De manière tout à fait conventionnelle, les praticiens accompagnateurs du changement social se concentrent sur les comportements les plus communs dans les organisations qui rencontrent des difficultés pour en comprendre les origines et y apporter des « solutions correctives[1]. C’est l’approche classique : « problème cherche solution » !
Force est de constater que trop souvent devant des défis toujours plus complexes, les méthodes dites « traditionnelles » d’accompagnement du changement fondées sur les outils et pratiques des « experts externes » ne marchent plus, voire même suscitent le rejet. C'est même selon une étude McKinsey (c'est quand même un comble), 70% de taux d'échec des missions de la sacro-sainte "conduite du changement"[2]. Une raison majeure : la sous-estimation du "facteur humain"! Les acteurs du système vivent cela comme une disqualification de leurs compétences, une défiance des dirigeants à leur égard et cela sape leur engagement. Le syndrome de la « Best Practice » identifiée à la serpe par l’expert extérieur inconscient de la complexité du système, formalisée en fiche prête à l’emploi et imposée par une hiérarchie loin du terrain ne trompe plus personne !
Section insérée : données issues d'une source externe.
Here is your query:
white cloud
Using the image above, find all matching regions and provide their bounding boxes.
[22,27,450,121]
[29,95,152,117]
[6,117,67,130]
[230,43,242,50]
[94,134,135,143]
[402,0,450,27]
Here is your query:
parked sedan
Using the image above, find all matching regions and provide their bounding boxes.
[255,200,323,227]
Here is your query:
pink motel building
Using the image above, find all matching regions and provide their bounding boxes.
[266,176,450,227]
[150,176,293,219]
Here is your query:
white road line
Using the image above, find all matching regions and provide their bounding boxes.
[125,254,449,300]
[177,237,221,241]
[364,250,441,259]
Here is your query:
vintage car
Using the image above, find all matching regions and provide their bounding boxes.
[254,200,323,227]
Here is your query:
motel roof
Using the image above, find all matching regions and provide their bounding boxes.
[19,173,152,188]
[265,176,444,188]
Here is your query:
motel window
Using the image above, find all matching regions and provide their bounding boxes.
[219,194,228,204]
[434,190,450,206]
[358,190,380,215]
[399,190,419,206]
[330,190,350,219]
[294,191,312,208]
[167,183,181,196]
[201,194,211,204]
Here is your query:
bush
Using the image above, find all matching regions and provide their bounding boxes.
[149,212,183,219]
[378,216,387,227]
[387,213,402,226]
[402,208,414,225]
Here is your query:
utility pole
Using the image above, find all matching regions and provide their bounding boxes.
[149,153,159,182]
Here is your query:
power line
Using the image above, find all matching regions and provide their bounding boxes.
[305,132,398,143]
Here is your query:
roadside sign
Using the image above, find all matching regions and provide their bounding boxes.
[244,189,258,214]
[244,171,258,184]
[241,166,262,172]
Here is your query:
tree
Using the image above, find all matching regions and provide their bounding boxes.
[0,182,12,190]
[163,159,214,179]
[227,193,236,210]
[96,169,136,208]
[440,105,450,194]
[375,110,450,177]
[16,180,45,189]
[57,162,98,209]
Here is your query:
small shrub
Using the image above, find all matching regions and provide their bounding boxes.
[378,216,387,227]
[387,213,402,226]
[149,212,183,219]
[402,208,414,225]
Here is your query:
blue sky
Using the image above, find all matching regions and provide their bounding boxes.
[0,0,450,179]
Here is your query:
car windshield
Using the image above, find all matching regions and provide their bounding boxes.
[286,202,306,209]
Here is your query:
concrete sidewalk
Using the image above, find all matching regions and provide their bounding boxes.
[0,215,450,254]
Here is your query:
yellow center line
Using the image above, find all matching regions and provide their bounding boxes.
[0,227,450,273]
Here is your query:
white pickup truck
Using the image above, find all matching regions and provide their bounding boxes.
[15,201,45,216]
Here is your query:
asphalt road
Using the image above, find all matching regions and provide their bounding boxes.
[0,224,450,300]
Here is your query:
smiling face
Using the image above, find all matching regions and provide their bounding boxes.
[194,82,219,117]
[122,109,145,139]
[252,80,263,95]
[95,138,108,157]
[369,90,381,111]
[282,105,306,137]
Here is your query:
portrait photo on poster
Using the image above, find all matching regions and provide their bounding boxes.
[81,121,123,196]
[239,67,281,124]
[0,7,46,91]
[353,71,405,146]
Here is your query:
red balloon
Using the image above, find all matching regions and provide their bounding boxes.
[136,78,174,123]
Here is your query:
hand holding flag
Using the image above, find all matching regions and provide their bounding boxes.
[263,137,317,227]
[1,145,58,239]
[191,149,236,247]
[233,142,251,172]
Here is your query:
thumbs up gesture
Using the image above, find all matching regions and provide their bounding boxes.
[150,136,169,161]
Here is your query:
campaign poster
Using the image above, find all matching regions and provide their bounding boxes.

L’approche dite de la « Déviance Positive » s’appuie sur l’idée que :
• toute communauté est à même d’identifier ses difficultés si on lui en donne l’opportunité, le temps et les moyens
• dans toute communauté, des « déviants positifs » ont déjà trouvé des solutions adaptées à la situation/problème et à ses contraintes
• une fois identifiées, ces pratiques peuvent être transmises (sans être imposées) et donner lieu à des plans d’action concrets pour promouvoir leur adoption par toutes les parties prenantes concernées
• les réussites doivent être communiquées, célébrées et amplifiées stimulant ainsi « l’apprenance » à tous les niveaux de l’organisation
Parce qu’iIs agissent le plus souvent dans les interstices de l'organisation, à sa périphérie, là où la prise d'initiative est possible et en fonction de l'opportunité qui se présente, les « déviants positifs » ont besoin de ressentir de la confiance de la part de leur hiérarchie, d’éprouver la reconnaissance de leur contribution spécifique et de bénéficier de l’autonomie pour s'exprimer et innover.